# Voicemail/Phone Ringing Issues



## froz (Oct 23, 2011)

Howdy,
Wife and I both have Mes's and we're having no luck at all with getting consistent voicemail message notifications as well getting the phones to ring each time a call is received.

Seems like after a flash (complete wipe) things will work for awhile but give it a few days and something happens where we no longer get a VM notification(I know that you have to turn on VM notifications after a flash). Then when things go really tits up, we get a VM notification (typically after reboot) and it won't go away. Only way to clear the VM notification is to clear the "Phone Apps" data. I've tried every combination of clearing the phone app, rebooting, clearing cache, wiping the phone completely, leaving a VM and then doing all of that, or making sure I have no VMs while doing a re-install. Can't seem to figure it out and need a hand troubleshooting.
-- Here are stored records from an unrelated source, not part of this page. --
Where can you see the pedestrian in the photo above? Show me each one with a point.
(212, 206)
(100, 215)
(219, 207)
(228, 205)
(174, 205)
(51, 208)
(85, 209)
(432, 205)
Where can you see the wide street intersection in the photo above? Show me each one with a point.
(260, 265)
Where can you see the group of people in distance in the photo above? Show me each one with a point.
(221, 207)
I have tried other modems, EH09 seemed to be the best on other builds, but I haven't tried other modems on CM10.1 yet.

Here's the phone info:
SCH-i500
4.2.1
S.i500.04.EH09
3.0.60-g1ed5a74 [email protected] #1 Sun Feb 10 05:37:12 PST 2013
10.1-20130210-NIGHTLY-mesmerizemtd
cm_mesmerisemtd-userdebug 4.2.1 JOP40G eng..20130210.052555 test-keys
CWM-based Recovery v6.0.2.8 Installed

Help apprciated! Thanks,
Froz


----------